L'écrivain Pierre Guyotat, prix Medicis en 2018, est mort à 80 ans

L\'écrivain Pierre Guyotat pose avec son livre \"Idiotie\", lauréat du prix Medicis en 2018, le 6 novembre 2018.
L'écrivain Pierre Guyotat pose avec son livre "Idiotie", lauréat du prix Medicis en 2018, le 6 novembre 2018. (PHILIPPE LOPEZ / AFP)

Avec "Tombeau pour cinq cent mille soldats" et "Eden, Eden, Eden", il restera comme l'auteur de deux œuvres majeures de la littérature française du XXe siècle. 
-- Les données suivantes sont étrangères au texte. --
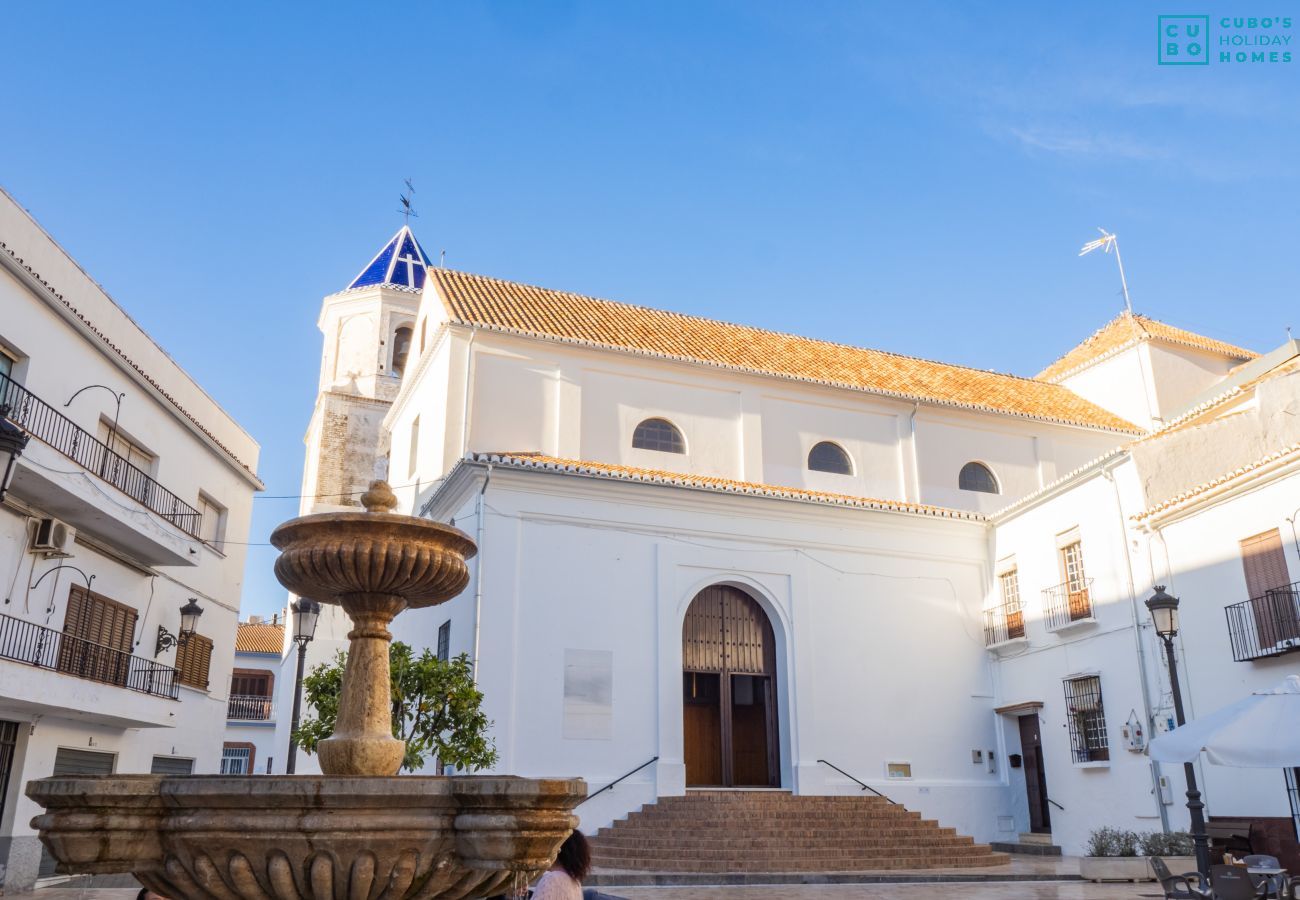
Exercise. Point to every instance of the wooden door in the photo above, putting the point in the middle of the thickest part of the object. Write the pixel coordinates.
(1035, 777)
(728, 692)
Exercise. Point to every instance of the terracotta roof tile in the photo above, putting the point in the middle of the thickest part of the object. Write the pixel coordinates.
(263, 637)
(1127, 329)
(1205, 487)
(506, 306)
(534, 461)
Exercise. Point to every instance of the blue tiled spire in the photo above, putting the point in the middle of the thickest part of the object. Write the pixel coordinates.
(402, 263)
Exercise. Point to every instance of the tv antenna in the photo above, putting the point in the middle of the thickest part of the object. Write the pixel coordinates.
(1104, 243)
(407, 199)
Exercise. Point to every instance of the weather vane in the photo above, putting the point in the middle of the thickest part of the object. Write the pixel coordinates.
(407, 210)
(1104, 243)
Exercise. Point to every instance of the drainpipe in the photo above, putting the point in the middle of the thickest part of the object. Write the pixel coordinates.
(479, 571)
(464, 410)
(915, 458)
(1138, 648)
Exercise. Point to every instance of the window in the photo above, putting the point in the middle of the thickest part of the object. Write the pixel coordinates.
(193, 660)
(978, 476)
(98, 636)
(1013, 611)
(172, 765)
(445, 640)
(415, 446)
(658, 435)
(401, 349)
(1087, 719)
(827, 457)
(1075, 582)
(125, 448)
(212, 522)
(237, 760)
Son roman Idiotie lui vaudra le prix Médicis en 2018. L'écrivain Pierre Guyotat est mort dans la nuit du jeudi 6 au vendredi 7 février à l'âge de 80 ans, a annoncé sa famille à l'AFP. Celui qui a toujours préféré la discrétion à la lumière restera comme comme l'auteur de deux œuvres majeures de la littérature française du XXe siècle : Tombeau pour cinq cent mille soldats, écrit en 1967 sur la guerre d'Algérie, et Eden, Eden, Eden, paru en 1970 et jugé pornographique par les autorités françaises de l’époque, interdit de publicité, d’affichage et de vente aux mineurs. Ce second livre, cru, parfois insoutenable, conforte son image d'écrivain maudit. Il met le lecteur loin de sa zone de confort mais sa syntaxe, sa langue sans pareil, font de Pierre Guyotat un écrivain unique et sidérant. 

Victime de la censure, rebelle à toute forme d'autorité, il signe en 1977, aux côtés de 68 autres intellectuels et écrivains de renom (Barthes, Beauvoir, Sartre, Chéreau, Kouchner, Lang...) une pétition rédigée par Gabriel Matzneff réclamant un assouplissement des lois régissant les relations entre mineurs et majeurs. Cette pétition finira par être exhumée au début de l'année à l'occasion de l'affaire Matzneff.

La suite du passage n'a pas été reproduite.